Measures of Justice: A Symposium in Honor of Sally Engle Merry (1944–2020)
Measures of Justice: A Symposium in Honor of Sally Engle Merry (1944–2020)
law and social inquiry
https://doi.org/10.1017/lsi.2023.33
Pamina Firchow and I edited this symposium in Law & Social Inquiry as a tribute to Sally Engle Merry’s scholarship and as an intervention into contemporary struggles over quantification in global governance. Building on Merry’s account of indicators as a “technology of control,” we argue that the political stakes of measurement lie less in numbers per se than in the institutional choices that determine what is counted, by whom, and to what ends. Merry’s work here was inspiration to us both as scholars and practitioners.
Across eight contributions, the symposium interrogates commensuration as a methodological and legal project that standardizes complex social phenomena like “justice” through comparable metrics and universal categories.
We organize the papers into two threads. First, participants critique the ideological and administrative pressures that push justice measurement toward abstraction, efficiency, and auditability, often at the expense of contextual meaning. Second, our contributors recenter justice as an experiential and relational accomplishment, emphasizing that legitimacy is produced through processes like participation, interaction, recognition, and trust-building.
Collectively, the symposium advances bottom-up and small data approaches, participatory indicator production, and more fine-grained coding strategies, while also extending commensurability critiques to legal disagreement and conceptual heterogeneity in comparative constitutionalism.
Contributors:
“Justice in the Vernacular: An Anthropological Critique of Commensuration” — Mark Goodale. Argues that global justice metrics risk flattening vernacular, context-specific meanings of justice, and calls for more contextualized (“small data”) approaches to commensuration.
“The Paradox of Justice: From Transitional to Everyday Justice” — Peter Dixon, Pamina Firchow, and Fiorella Vera-Adrianzén. Develops an “Everyday Justice” framework through five experiential domains to show how standard consultation and indicator regimes can miss the lived, relational work through which victims experience justice.
“Many Shades of Success: Bottom-up Indicators of Individual Success in Community Courts” — Hadar Dancig-Rosenberg and Tali Gal. Critiques recidivism as the dominant success metric for problem-solving/community courts and proposes multidimensional, bottom-up indicators that capture success as a subjective process (e.g., wellbeing, trust, repaired relationships).
“Reimagining Public Safety: Defining ‘Community’ in Participatory Research” — Naomi Levy, Amy E. Lerman, and Peter Dixon.

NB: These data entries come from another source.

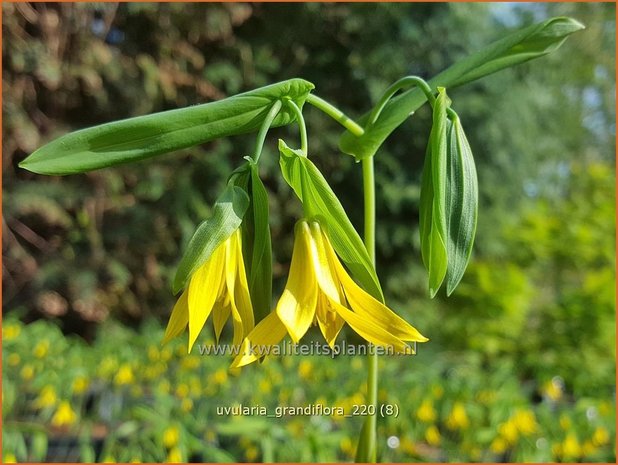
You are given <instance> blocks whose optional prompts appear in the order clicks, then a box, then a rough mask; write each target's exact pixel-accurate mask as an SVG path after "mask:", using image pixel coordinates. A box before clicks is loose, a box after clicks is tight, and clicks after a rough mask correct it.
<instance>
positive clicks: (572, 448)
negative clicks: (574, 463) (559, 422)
mask: <svg viewBox="0 0 618 465" xmlns="http://www.w3.org/2000/svg"><path fill="white" fill-rule="evenodd" d="M581 453H582V450H581V446H580V445H579V441H578V439H577V436H575V433H572V432H571V433H569V434H567V437H566V438H564V441H563V442H562V456H563V458H564V459H565V460H574V459H577V458H578V457H579V456H581Z"/></svg>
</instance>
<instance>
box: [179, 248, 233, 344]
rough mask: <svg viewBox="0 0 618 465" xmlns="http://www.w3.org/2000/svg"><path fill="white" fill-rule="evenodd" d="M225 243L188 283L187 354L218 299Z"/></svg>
mask: <svg viewBox="0 0 618 465" xmlns="http://www.w3.org/2000/svg"><path fill="white" fill-rule="evenodd" d="M226 248H227V241H225V242H223V243H222V244H221V245H220V246H219V247H217V248H216V249H215V251H214V252H213V253H212V255H211V256H210V258H209V259H208V260H206V262H205V263H204V264H203V265H202V266H201V267H199V268H198V270H197V271H196V272H195V273H194V274H193V276H192V277H191V282H190V283H189V289H188V293H189V299H188V300H189V352H190V351H191V348H192V347H193V344H195V341H196V339H197V336H198V335H199V333H200V331H201V330H202V328H203V327H204V323H206V320H207V319H208V316H209V315H210V312H211V311H212V309H213V307H214V304H215V302H216V300H217V297H218V292H219V289H220V286H221V279H223V273H224V268H225V254H226Z"/></svg>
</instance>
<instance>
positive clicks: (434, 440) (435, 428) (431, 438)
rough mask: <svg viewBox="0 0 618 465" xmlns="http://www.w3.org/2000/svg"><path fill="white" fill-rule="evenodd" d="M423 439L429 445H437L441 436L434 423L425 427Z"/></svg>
mask: <svg viewBox="0 0 618 465" xmlns="http://www.w3.org/2000/svg"><path fill="white" fill-rule="evenodd" d="M425 440H426V441H427V444H429V445H430V446H439V445H440V441H441V440H442V437H441V436H440V431H438V428H436V427H435V426H434V425H432V426H430V427H429V428H427V430H426V431H425Z"/></svg>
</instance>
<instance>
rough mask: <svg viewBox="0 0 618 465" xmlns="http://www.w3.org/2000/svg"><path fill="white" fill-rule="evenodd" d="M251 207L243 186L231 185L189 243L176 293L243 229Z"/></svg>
mask: <svg viewBox="0 0 618 465" xmlns="http://www.w3.org/2000/svg"><path fill="white" fill-rule="evenodd" d="M248 206H249V196H248V195H247V193H246V192H245V191H244V190H242V189H241V188H239V187H236V186H232V185H228V186H227V188H226V189H225V190H224V191H223V194H221V196H220V197H219V199H218V200H217V202H216V203H215V206H214V208H213V213H212V216H211V217H210V218H208V219H207V220H205V221H203V222H202V223H201V224H200V225H199V226H198V228H197V230H196V231H195V234H194V235H193V237H192V238H191V240H190V241H189V245H188V246H187V250H186V251H185V253H184V255H183V257H182V259H181V260H180V264H179V265H178V270H176V276H175V277H174V284H173V292H174V294H176V293H178V292H179V291H180V290H182V289H183V288H184V287H185V285H186V283H187V280H188V279H189V277H190V276H191V275H192V274H193V273H194V272H195V270H197V269H198V268H199V267H200V266H201V265H202V264H203V263H204V262H205V261H206V260H208V258H210V256H211V255H212V253H213V252H214V251H215V249H216V248H217V247H218V246H219V245H221V243H223V241H225V240H226V239H227V238H228V237H230V236H231V235H232V233H233V232H234V231H236V230H237V229H238V228H239V227H240V225H241V222H242V219H243V216H244V214H245V212H246V211H247V207H248Z"/></svg>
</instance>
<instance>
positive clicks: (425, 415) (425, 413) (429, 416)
mask: <svg viewBox="0 0 618 465" xmlns="http://www.w3.org/2000/svg"><path fill="white" fill-rule="evenodd" d="M437 416H438V415H437V413H436V409H435V408H433V402H432V401H431V400H429V399H425V400H424V401H423V402H422V403H421V406H420V407H419V408H418V410H417V411H416V418H418V419H419V420H421V421H422V422H425V423H433V422H435V421H436V418H437Z"/></svg>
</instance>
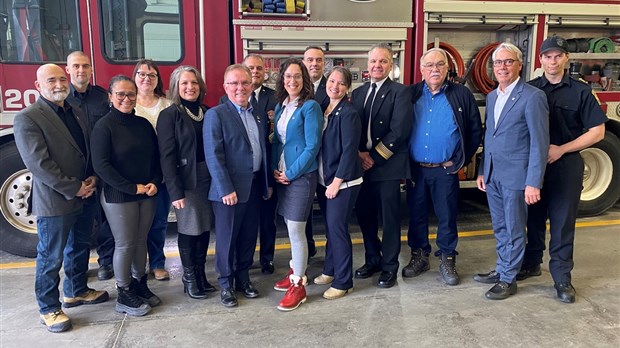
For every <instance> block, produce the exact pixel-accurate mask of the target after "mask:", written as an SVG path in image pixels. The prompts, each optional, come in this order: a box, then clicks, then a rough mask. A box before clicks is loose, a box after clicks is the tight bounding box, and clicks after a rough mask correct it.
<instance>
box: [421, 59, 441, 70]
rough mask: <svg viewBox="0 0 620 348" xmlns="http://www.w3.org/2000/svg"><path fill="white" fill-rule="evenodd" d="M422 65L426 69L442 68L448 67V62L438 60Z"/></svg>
mask: <svg viewBox="0 0 620 348" xmlns="http://www.w3.org/2000/svg"><path fill="white" fill-rule="evenodd" d="M422 67H423V68H424V69H433V68H437V69H438V70H441V69H443V68H445V67H446V62H444V61H441V62H437V63H434V64H433V63H426V64H423V65H422Z"/></svg>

Uses participatory measurement work on Oakland police reform to show that “community” is multidimensional and contested, and that transparency in defining and selecting community representatives is crucial because it shapes what counts as policy success.
“Reparations, But for What? Presenting a New Approach to Coding Reparations” — Claire Greenstein. Demonstrates that binary measures of whether reparations were “paid” obscure variation in what harms are recognized and compensated, and proposes a finer-grained coding strategy using cross-national data on reparations promises by abuse type and period.
“Measuring Up: A Dialogical Model for Assuring a Reparative Process” — Lisa J. Laplante and Ana María Reyes. Argues that reparations should be evaluated by the inclusiveness and quality of participation throughout design/implementation/evaluation, and offers a reparative protocol (or best-practices minimum) to institutionalize legitimate process.
“Legal Disagreement” — Kevin E. Davis and Alfredo Guerra Guevara. Conceptualizes and measures “legal disagreement” (cross-group differences in expected legal consequences) using World Justice Project survey data across 128 jurisdictions, linking variation to social position and perceived discrimination.
“Constitutionalism with Adjectives: Conceptual Innovation in the Comparative Study of Law” — Diana Kapiszewski, Deborah Groen, and Katja Newman. Builds a large dataset of “adjective-constitutionalism” pairings to show extensive heterogeneity and weak conceptual coordination in how scholars define constitutionalism, including strands that depart from liberal-democratic and equality-centered assumptions.